Of course, there is reason to hope that things will get better. Rove also pointed out that very few parts of our history are harmonious in any meaningful way, with crises not unlike ours threatening our dissolution as early as 1800. 

And yet, the American spirit is one that brings us together every time. Not everyone agrees with or supports all of his or her fellow citizens -- but overwhelmingly our tendency is to strive for a more perfect union. Not perfect, but better. There is no reason to believe that our social cleavages are irreconcilable or permanent, and five years from now there’s no telling what could happen.

None of this is to mean anyone should give up their respective "good fight.” If there is a cause you believe in, you should, within reason, keep at it. But if your cause is one that enables you to dismiss people you haven’t even met as immoral purists or scarecrows of the group’s worst elements, you have two choices: reevaluate your cause, or reevaluate yourself and your own values.

You may ask me — what do you suggest, Mr. Wise Guy? Funny you should ask! What I would do, if we wanted to lead more fulfilling lives with less bitterness and a greater understanding of other people, is to heed Rove’s call for optimism and unity. Our country’s had some rude political awakenings before, during and after 2016, but we’ve got to learn from them.

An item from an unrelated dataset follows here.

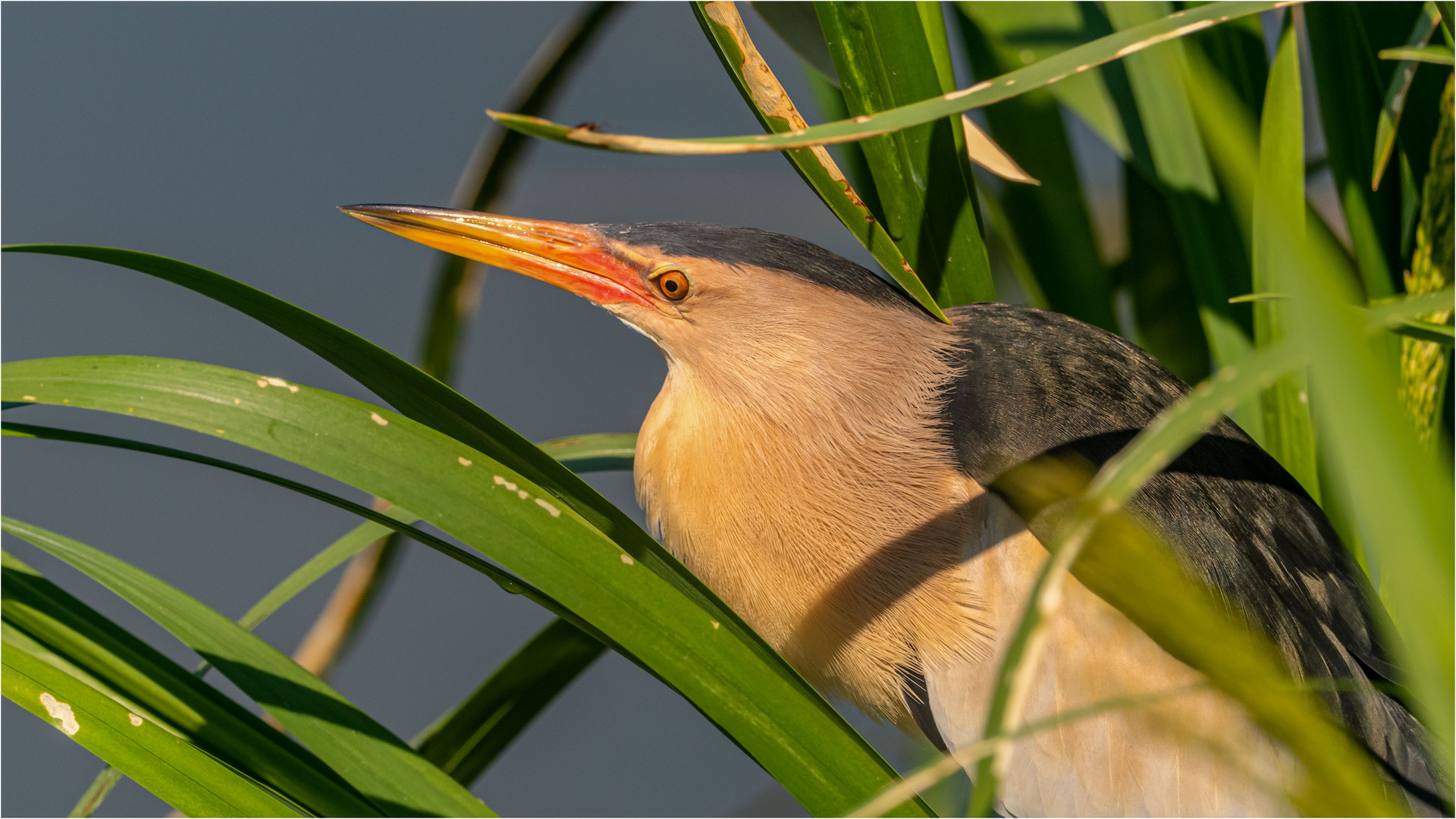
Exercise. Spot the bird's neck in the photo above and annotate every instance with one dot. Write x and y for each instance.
(814, 488)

What I’ve gathered between our nation’s political upheaval surrounding the Trump era and Rove’s wisdom is this: ideologies do not define a person’s identity. Rather, a person’s identity defines their very unique ideology. It is my hope that by understanding this, we may grow closer as a community, and never again have to ask ourselves whether a Republican is actually capable of supporting undocumented migrants.